I should preface this by saying that I have nothing wrong with those who choose to be stay-at-home daughters. There are many admirable young women who have made that choice for themselves and I don't knock it one bit - but it's not for me. So while I don't have a problem with the concept, I do have a problem with it being preached as doctrine or as the best or better choice for every young Christian female, and this is why.
I am honoring my parents by supporting myself as an adult young woman
This first and biggest reason that I'm not a stay at home daughter is this - My parents' expectation has always been that I would finish my education and begin to support myself. While I know I could move back with them if needed, as I nearly did after grad school, they would expect me to get a job and pay my own way as much as possible. Part of that expectation of self-reliance was the expectation that I would get an education in order to support myself. My mom is the first to say that college is not for everyone, but some sort of career training was demanded, and in my own case that meant college and then grad school. For me, honoring my parents means that I live on my own and pay my own way.

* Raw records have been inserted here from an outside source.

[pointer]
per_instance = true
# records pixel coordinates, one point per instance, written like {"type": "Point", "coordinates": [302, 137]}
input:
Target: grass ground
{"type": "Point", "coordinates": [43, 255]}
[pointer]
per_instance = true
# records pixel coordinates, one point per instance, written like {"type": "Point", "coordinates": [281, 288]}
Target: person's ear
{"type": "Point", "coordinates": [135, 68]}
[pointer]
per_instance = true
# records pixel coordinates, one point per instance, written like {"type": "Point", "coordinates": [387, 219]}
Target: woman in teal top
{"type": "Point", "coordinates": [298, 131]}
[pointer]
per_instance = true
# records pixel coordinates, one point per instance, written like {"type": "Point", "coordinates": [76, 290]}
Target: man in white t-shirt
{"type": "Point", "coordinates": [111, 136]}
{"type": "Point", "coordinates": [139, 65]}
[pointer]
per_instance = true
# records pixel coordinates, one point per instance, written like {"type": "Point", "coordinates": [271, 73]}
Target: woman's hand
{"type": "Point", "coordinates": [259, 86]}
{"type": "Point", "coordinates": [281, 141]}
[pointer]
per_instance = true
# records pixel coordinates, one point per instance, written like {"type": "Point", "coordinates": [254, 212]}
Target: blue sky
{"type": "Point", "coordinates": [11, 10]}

I was taught to care for a home before leaving my parents' and I continue to learn
Some argue that being a stay-at-home daughter is the best way to learn to care for a home. Learning within the home under the guidance of an experienced house keep is certainly useful, but for me I did not need to stay in my home beyond high school graduation to learn those skills. My mother (and other female friends and family) taught me to sew, cook and clean. My dad even taught me basic home maintenance skills, all before I left home for college. With that strong base of knowledge they provided me with I continue to learn more advanced homemaking and housekeeping skills.
I don't have to live at home to be under my parent's protection
While it would certainly be easier if I lived at home, it's not a requirement. Part of my parents' expectation of independence is that they have already instilled in me their values and trust me to make my own decisions. At the same time, I acknowledge that I sometimes need guidance, and without a spouse, one of my primary sources of guidance is my parents. I can call or text them at any time and I'm always welcome to visit too, so I do not need to be under their roof to be under their protection.
As I started reading about stay-at-home daughters though I did realize one important thing. I may have become too independent. While I will not be moving home any time soon, I did realize that I've shut my parents out more than I need have. When I first got my parents onto facebook I rejected their friend requests because I thought they would get too nosy, worry too much or otherwise try to interfere with my life. Then I realized, maybe it wouldn't be such a bad thing after all if they were a little more involved in my life. So I went and friended them.
Around the same time I friended my parents I posted a status about some rustling I was hearing outside my bedroom window and how I wished I had night vision goggles to figure out what it was, even though it was probably just the neighborhood feral cat. A few evenings later my dad called me to check in and see how I was doing and if I ever figured out what was causing the noise. I had never in my life seen my dad be that protective of me, and I know that he probably never would have been had I not opened the door for the opportunity.
I do believe in honoring your parents and respect anyone who maintains a close and quality relationship with them as they grow older, but I don't think all daughters are called to stay at home. For me and my family it's best that I live on my own, but still know that my parents are there and available when needed.
What are your thoughts on being a stay at home daughter? Had you heard of the concept before? Has your family chosen that path? If so, what makes it the best choice for your situation? If not, why is leaving home the best option for your daughters? Has anyone ever heard of a stay at home son?